It should be made clear that this tutorial can only be run on the HDP sandbox: it is not compatible with the CDH sandbox due to incompatible versions of Kafka 0.8 and Spark 1.6 on CDH, and no way of upgrading the sandbox to support Kafka 0.10 and Spark 2 without parcels (which cannot be used in the sandbox).
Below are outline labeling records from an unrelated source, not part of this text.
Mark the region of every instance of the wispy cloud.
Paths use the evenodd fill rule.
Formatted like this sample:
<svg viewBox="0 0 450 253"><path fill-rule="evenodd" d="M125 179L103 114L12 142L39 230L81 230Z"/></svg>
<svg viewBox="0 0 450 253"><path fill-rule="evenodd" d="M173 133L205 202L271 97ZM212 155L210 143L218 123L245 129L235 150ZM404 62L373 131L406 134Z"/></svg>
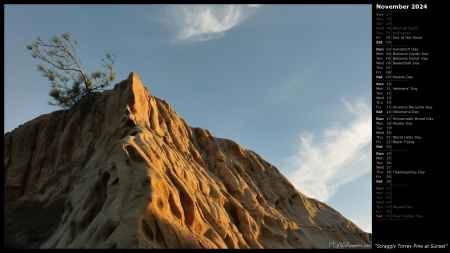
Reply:
<svg viewBox="0 0 450 253"><path fill-rule="evenodd" d="M173 18L177 41L199 42L222 38L259 7L259 4L174 5L170 6L169 15Z"/></svg>
<svg viewBox="0 0 450 253"><path fill-rule="evenodd" d="M326 129L318 138L311 132L301 133L299 151L289 159L293 170L288 178L300 192L320 201L372 166L371 106L361 99L342 101L351 120L343 127Z"/></svg>

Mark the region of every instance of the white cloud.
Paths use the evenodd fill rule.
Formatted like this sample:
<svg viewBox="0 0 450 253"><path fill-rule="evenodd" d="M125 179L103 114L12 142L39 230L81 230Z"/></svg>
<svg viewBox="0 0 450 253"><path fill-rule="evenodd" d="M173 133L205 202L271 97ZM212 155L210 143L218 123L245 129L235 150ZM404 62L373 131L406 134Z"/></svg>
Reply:
<svg viewBox="0 0 450 253"><path fill-rule="evenodd" d="M178 41L199 42L222 38L259 7L258 4L174 5L170 7L170 16Z"/></svg>
<svg viewBox="0 0 450 253"><path fill-rule="evenodd" d="M294 169L288 178L308 197L328 200L339 186L371 171L372 109L363 100L342 99L351 120L340 128L326 129L319 138L300 134L297 154L289 159ZM342 124L340 124L342 125Z"/></svg>

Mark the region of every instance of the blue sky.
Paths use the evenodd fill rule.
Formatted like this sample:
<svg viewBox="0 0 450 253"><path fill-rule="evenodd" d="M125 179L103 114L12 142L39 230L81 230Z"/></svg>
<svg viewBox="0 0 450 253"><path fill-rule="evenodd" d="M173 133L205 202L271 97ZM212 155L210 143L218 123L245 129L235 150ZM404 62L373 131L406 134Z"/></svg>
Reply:
<svg viewBox="0 0 450 253"><path fill-rule="evenodd" d="M372 231L370 4L4 7L5 132L58 110L26 45L68 32L87 72L114 53L117 82L137 73L190 126Z"/></svg>

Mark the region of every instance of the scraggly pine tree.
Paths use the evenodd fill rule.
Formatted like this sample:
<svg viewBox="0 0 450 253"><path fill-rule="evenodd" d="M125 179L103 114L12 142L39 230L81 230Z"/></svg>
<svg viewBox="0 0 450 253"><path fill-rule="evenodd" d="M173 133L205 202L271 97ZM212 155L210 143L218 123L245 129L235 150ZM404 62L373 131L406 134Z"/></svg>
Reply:
<svg viewBox="0 0 450 253"><path fill-rule="evenodd" d="M53 36L48 42L38 37L33 44L27 45L33 58L47 64L39 64L38 71L51 82L49 95L53 101L48 101L50 105L70 108L86 95L105 90L116 79L114 54L107 53L106 58L101 58L106 72L94 71L87 75L78 59L77 46L77 40L72 41L69 33ZM70 81L73 82L71 86Z"/></svg>

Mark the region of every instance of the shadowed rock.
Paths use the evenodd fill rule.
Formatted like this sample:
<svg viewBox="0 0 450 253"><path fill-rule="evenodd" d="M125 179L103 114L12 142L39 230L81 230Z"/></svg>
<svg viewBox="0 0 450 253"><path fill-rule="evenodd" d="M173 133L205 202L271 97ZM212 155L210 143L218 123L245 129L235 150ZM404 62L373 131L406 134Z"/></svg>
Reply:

Further, the Twitter Sentiment analysis utility linked to on github is not compatible with Spark 2, but all the rest of the scripts and templates that arrive with the tutorial are meant for Spark 2. Luckily I found that a fork exists that does work: https://github.com/jatin7/twitter-sentiment-analysis
Building this Twitter Sentiment code was overly tricky because it didn't explain what parts were relevant. For the record, all that was needed for the tutorial to work was:
git clone https://github.com/jatin7/twitter-sentiment-analysis.git
curl -L -O https://dl.bintray.com/sbt/native-packages/sbt/0.13.9/sbt-0.13.9.tgz
tar xvzf sbt-0.13.9.tgz
JAVA_OPTS=-Xmx2G sbt/bin/sbt clean package assembly
Getting the spark classpath right was also difficult:
sudo vim /etc/spark2/conf/spark-defaults.conf
where /opt/spark-receiver/ is a directory and has files:
rw-rr- 1 centos centos 211938 Jul 15 11:44 ejml-0.23.jar
-rwxr-xr-x 1 centos centos 6047 Jul 15 10:03 sentiment-job-kafka.scala
rw-rr- 1 centos centos 190507 Jul 15 11:37 spark-streaming-kafka-0-10_2.11-126.96.36.199.6.5.0-292.jar
rw-rr- 1 centos centos 8146873 Jul 15 11:37 stanford-corenlp-3.9.2.jar
-rwxr-xr-x 1 centos centos 2103 Jul 15 10:02 stream-submit-kafka.sh
rw-rr- 1 centos centos 779055 Jul 15 11:37 twitter-sentiment-analysis-0.1-SNAPSHOT.jar
The actual Kylo template needs some refinement as the Twitter api credentials and twitter.terms variable doesn't pass through properly into NiFi.
I was able to get it to work eventually, but it shouldn't have been so hard.